More Aedes Editing – More Insights

Jennifer Baltzegar

Jennifer Baltzegar, Ph.D. Student, NSF IGERT Fellow in Genetic Engineering and Society, North Carolina State University.

Megan Fritz, Ph.D.

Megan Fritz, Ph. D., Post-doctoral Research Associate, Department of Entomology, Program in Genetics, North Carolina State University.

In a recent PLoS One paper, Dong et al. (2015) describe their successful attempts to edit the genome of Aedes aegypti using CRISPR/Cas9.

As proof of principle, they aimed to excise a portion of a transgene that codes for enhanced cyan fluorescent protein (ECFP) in the Ae. aegypti transgenic line PubB2 P61. This line harbors two copies of a transgenic insert each containing DsRed and ECFP expressed under the eye-specific promoter 3xP3. Use of this construct allowed the authors to visually identify ECFP-specific knock-outs, which still expressed DsRed, from their wild-type siblings.

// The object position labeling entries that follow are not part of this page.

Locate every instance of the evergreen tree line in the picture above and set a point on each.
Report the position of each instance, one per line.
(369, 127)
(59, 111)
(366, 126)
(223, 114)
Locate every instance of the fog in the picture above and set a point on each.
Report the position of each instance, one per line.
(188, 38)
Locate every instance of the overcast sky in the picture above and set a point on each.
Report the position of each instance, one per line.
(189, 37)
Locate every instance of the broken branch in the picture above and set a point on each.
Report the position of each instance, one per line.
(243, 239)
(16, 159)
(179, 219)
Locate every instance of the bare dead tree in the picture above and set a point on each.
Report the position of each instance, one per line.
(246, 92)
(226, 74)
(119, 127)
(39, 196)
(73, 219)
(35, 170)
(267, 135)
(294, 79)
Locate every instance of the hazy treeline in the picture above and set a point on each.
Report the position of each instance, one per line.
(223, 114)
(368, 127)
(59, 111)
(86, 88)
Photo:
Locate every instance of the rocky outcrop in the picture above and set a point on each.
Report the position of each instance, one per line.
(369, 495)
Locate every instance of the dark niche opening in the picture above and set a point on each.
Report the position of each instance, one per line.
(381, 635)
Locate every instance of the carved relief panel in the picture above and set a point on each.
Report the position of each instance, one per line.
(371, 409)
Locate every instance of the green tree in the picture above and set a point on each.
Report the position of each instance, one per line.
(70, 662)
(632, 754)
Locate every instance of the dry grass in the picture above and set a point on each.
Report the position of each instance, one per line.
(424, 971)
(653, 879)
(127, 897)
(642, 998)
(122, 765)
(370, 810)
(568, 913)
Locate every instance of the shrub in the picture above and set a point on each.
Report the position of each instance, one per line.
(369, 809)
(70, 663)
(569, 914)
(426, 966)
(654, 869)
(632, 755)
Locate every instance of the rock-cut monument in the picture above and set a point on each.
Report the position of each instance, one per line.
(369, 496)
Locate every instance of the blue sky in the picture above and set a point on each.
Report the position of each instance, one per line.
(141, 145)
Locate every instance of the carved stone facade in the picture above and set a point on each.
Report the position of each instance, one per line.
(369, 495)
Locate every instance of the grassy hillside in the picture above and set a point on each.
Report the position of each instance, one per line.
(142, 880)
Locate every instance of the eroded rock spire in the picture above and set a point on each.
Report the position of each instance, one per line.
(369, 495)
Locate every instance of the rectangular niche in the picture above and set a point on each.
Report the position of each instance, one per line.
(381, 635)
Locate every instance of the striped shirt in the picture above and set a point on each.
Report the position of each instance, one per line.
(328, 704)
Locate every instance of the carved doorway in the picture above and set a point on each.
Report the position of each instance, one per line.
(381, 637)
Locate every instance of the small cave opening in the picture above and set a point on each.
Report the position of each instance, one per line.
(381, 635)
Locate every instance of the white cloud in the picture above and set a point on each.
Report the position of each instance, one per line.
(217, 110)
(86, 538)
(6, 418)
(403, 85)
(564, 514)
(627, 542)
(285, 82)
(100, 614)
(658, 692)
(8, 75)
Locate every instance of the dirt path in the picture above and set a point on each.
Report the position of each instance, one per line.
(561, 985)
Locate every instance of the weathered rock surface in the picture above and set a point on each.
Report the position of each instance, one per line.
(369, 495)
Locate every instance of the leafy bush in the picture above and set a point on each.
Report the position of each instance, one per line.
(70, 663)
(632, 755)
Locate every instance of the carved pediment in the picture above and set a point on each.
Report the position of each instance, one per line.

Compound eyes of PubB2 P61 (A,B), a ECFP knock-out line (C,D), and the original HWE strain used to construct PbuB2 P61 (E,F,G). See Dong et al

Ae. aegypti with stable germline modifications resulting in ECFP knockouts were obtained at an estimated rate of 5.5%. Knockout phenotypes were associated with one of three different variable length deletions, one to four nucleotides downstream from the PAM recognition site .

Cas9 with functional domains highlighted in relation to target DNA and guideRNA

Cas9 with functional domains highlighted in relation to target DNA and guideRNA.  The black arrows indicate the position at which Cas9 is expected to cut the target DNA in relation to the PAM site.  Dong et al (2015) saw some variability in the cut site.

Along the way, the authors encountered two surprising results useful to any researcher interested in applying CRISPR to their insect system.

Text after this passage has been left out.